Les chiffres que donnent les agences gouvernementales (ou non) le confirment. Mais ce n'est pas une simple question quantitative, et les statistiques restent impuissantes à expliquer une manière d'agir. Qualitativement, il n'y a pas de solution possible à l'intérieur de ce système et nombreux sont ceux qui, dans les classes dominantes ou dominées, le savent et agissent en conséquence.

La guerre sociale se poursuit depuis des milliers d'années. L'anarchisme réitère sa proposition d'en finir avec ceux qui tirent profit de la pauvreté et de construire de nouvelles relations entre les individuEs, fondées sur la réciprocité, la solidarité et la recherche consentie du bien commun. L'unique possibilité de libération humaine et d'intégration écologique à l'environnement consiste à se montrer implacables vis à vis de ceux qui font des bénéfices sur le sacrifice et l'exploitation d'autres individus et de la “nature”.

 

Tous les indicateurs montrent que la situation empire dans le monde entier (avec ou sans corralito).

— Sur 6000 millions d'habitants sur terre, 900 millions de privilégiés utilisent 80% des ressources produites et produisent plus de 75% de la pollution totale.
— Le reste, soient 5100 millions de personnes, subsistent avec 20% des ressources en produisant 25% de la pollution mondiale.
— 1000 millions de personnes souffrent quotidiennement de la faim.
— 30 millions d'enfants meurent chaque année de faim, de malnutrition, de manque de soins ou du non-accès aux services de santé.
— 2000 millions de personnes manquent d'eau potable, ce qui provoque 25 000 morts par jour.

Chaque jour disparaissent à jamais entre 100 et 300 espèces animales ou végétales.
Chaque année disparaissent 25 000 millions de tonnes de sol fertile à cause de l'érosion et de la désertification, désastre provoqué par les pratiques agricoles intensives des multinationales.
Selon les estimations épidémiologiques, la diminution de la couche d'ozone, due aux émission de gaz aux Etats-Unis et en Europe, aura pour conséquence des millions de morts et de cancers de la peau ainsi que des changements climatiques qui engendreront à leur tour sécheresses et inondations.
100 millions de personnes vivent sous des niveaux insupportables de pollution.
100 millions de personnes n'ont pas de logement.
50 000 personnes meurent chaque jour de faim, de dénutrition ou de maladies afférentes.

La liste de ces atrocités s'allongerait encore si l'on prenait un à un chacun des paramètres économiques ou sociologiques, mais cette longue énumération a pour unique objectif d'approcher le désastre qu'est en train de vivre l'humanité. Les chiffres ne manquent donc pas pour se sentir le droit de détruire les institutions qui dirigent le monde et soutenir toute pratique qui réponde à la violence étatique.

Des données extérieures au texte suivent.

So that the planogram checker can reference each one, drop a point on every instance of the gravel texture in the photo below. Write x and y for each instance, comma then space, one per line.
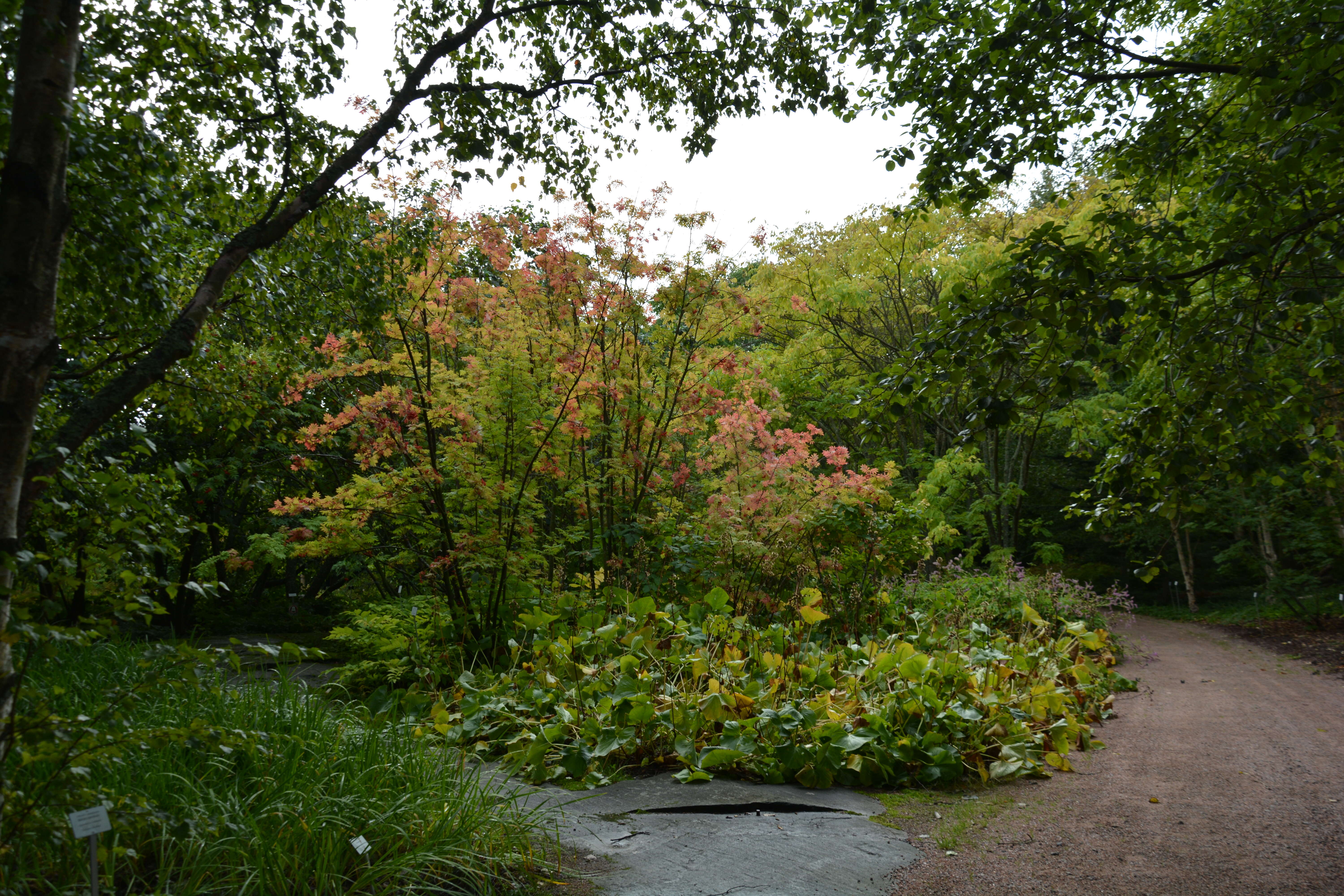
1222, 776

Impossible de rester neutre, de ne pas prendre parti. Que l'on agisse ou pas, on intervient dans cette société mondiale moralement et politiquement dégradée. L'argent et la technologie sophistiquée qu'ils possèdent révèlent encore le degré de cynisme, d'hypocrisie et d'égoïsme de cette société. Les critères d'accumulation matérielle et spirituelle qu'ils utilisent reflètent la misère de leur pensée et l'inutilité de leur présence sur terre.

M.G.
La Protesta n°8218, février-mars 2002

1.Seineldin, colonel tortionnaire sous la dictature militaire, vient d’être amnistié par Kirchner, en même temps que Gorriagan, leader de la guerilla d’extrême-gauche.